– …и Наденька согласилась выйти за меня замуж. Вот, собственно, это и все, что я собирался вам сообщить. А посему, если здесь находятся те, кому моя будущая жена задолжала по причине болезни ее матери, которой требовалось дорогостоящее лечение…
Григорий бросил взгляд на покрасневшую от стыда Надю, и первым его желанием было ее обнять, прижать к себе и сказать то, что разом бы изменило ее жизнь. Но понимая, что еще не время и что надо действовать по плану, лишь глубоко вздохнул.
– …то пусть они будут спокойны – все долги нами будут возвращены.
Вот после этой последней фразы за столом зашумели, зашептались. Причем одна женщина не выдержала и воскликнула:
– Нашел время и место! Так унизить девочку…
Надя же сидела прямо на стуле и казалась оглохшей. Она уже никак не реагировала. Просто сидела, уставившись в одну точку. Григорию было ее нестерпимо жаль. Ладно, еще пару часов унижений – и все закончится. Главное – не подпустить к ней, уставшей и запутавшейся, скупщика отчаявшихся сердец!
Сумка с деньгами все еще была под стулом. Улучив момент, Григорий поднялся со своего места и с сумкой прошел в спальню. Слава богу – никого! Даже здесь по углам стояли какие-то кастрюли, подносы, охапки газет, в которые заворачивали, судя по всему, горячее, пустые бутылки, грязные контейнеры из-под салатов и закусок.
Григорий, прикрыв за собой дверь, сунул сумку под кровать, поглубже, в темноту, и опустил край покрывала пониже, дотянув его до самого пола. Вот так. Теперь Надя автоматически превратилась в соучастницу.
Григорий вышел из комнаты, вернулся в гостиную, сел на свое место.
Заметил ли он присутствие странной маленькой женщины с одутловатым лицом и стеклянным взглядом по другую руку от Нади? А как ее не заметить, если она, не обращая ни на кого внимания, этакая спившаяся травести, взяв пустую тарелку, принялась накладывать себе целую гору кутьи. Изюминки, что падали мимо тарелки, она подбирала грязными маленькими пальчиками и пихала себе в рот. Скорее всего, про нее никто бы и не вспомнил, причем никогда, если бы она тогда, прямо там, в гостиной, и не умерла…
Григорий потом часто вспоминал ее, и ему было стыдно за то, что он с таким презрением отнесся к этой женщине, которую звали Наташа. Кто знает, что с ней случилось и почему она стала такой, почему спилась, почему потеряла человеческий облик. В молодости, при маме и папе, она наверняка была хороша собой, и все, кто ее знал или видел, сравнивали ее с куколкой, маленькой, с пухлыми щечками и веселыми глазами.
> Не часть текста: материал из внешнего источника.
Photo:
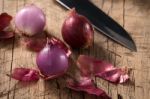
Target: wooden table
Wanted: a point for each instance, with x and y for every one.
(133, 15)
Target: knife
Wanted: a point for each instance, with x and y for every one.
(101, 21)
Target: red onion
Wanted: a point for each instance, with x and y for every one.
(52, 61)
(30, 20)
(77, 31)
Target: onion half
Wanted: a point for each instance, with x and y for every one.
(30, 20)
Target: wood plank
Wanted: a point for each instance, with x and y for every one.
(133, 15)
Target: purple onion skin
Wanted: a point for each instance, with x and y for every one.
(77, 31)
(30, 20)
(52, 61)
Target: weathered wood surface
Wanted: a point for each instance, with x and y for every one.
(133, 15)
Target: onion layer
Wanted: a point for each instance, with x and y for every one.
(30, 20)
(52, 60)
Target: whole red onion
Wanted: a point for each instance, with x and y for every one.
(77, 31)
(30, 20)
(52, 61)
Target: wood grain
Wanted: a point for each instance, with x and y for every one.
(133, 15)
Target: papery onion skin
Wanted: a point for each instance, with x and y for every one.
(52, 61)
(30, 20)
(77, 31)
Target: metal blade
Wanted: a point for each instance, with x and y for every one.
(101, 21)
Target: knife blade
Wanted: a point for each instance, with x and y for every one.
(101, 21)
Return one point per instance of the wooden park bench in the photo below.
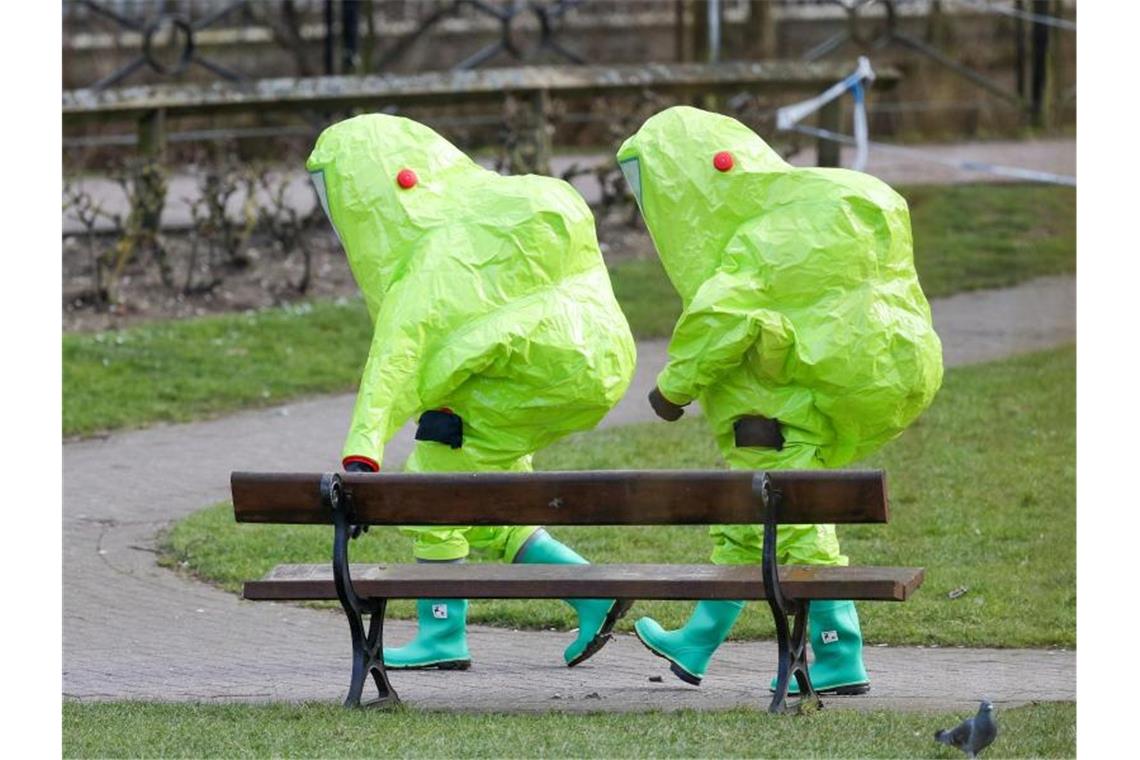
(351, 501)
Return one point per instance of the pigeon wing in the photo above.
(958, 736)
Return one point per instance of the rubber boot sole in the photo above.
(853, 689)
(447, 664)
(605, 632)
(677, 670)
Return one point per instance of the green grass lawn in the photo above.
(983, 496)
(966, 237)
(132, 729)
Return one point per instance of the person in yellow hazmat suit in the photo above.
(805, 336)
(495, 327)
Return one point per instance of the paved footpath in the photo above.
(135, 630)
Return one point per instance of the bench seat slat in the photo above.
(640, 581)
(564, 498)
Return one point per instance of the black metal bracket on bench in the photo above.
(367, 650)
(792, 645)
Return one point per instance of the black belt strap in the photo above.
(440, 426)
(758, 432)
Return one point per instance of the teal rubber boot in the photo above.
(690, 647)
(441, 640)
(596, 618)
(837, 644)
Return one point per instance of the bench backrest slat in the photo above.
(563, 498)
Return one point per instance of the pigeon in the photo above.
(972, 734)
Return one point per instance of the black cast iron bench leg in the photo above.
(792, 645)
(367, 648)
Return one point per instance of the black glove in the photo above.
(664, 408)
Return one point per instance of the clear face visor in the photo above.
(318, 185)
(630, 169)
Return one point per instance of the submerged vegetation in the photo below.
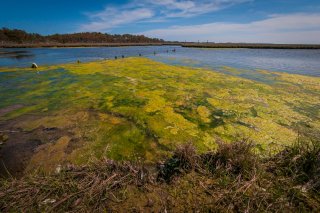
(139, 110)
(99, 136)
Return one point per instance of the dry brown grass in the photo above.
(232, 179)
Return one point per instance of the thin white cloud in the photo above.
(288, 28)
(111, 17)
(151, 11)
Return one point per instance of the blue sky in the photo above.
(269, 21)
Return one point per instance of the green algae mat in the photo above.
(139, 109)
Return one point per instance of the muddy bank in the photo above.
(19, 145)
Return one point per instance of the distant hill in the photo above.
(16, 36)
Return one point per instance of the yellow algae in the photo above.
(136, 107)
(204, 113)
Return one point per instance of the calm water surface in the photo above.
(305, 62)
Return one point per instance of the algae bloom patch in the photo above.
(136, 108)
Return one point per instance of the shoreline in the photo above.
(251, 46)
(182, 44)
(59, 45)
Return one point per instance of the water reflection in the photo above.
(16, 55)
(304, 62)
Но кто-то же потрудился над тем, чтобы сломать ее жизнь, изуродовать. Возможно, мужчина. Или нет, точно мужчина. Григорий потом часто придумывал варианты ее жизни, судьбы и всегда, в каждом придуманном случае, виноватым считал мужчину. Будь у нее хороший муж, разве стала бы она пить? Значит, кто-то ее предал, обидел, унизил, споил.
Позже, когда квартира наводнилась врачами и полицейскими, появившимися там по ее грешную душу, когда начался настоящий ад, и Григорий, несколько раз выходивший на лестницу, чтобы покурить, – только туда, и не дальше, потому что запрещено было выпускать всех тех, кто сидел за одним столом с Наташей, – с ужасом думал о том, что отравить хотели вовсе и не Наташу. Что Наташа, глупая и жаждущая выпивки, делая обходы вокруг стола, собирала и выпивала из рюмок остатки водки и, быть может, выпила водку, находящуюся в рюмке Нади. Мысль, которая не имела под собой ничего, кроме страха. Змея-мысль. Нет, он первый появился в этом городе, никто бы не смог сделать это быстрее. Хотя… Нельзя недооценивать своих врагов.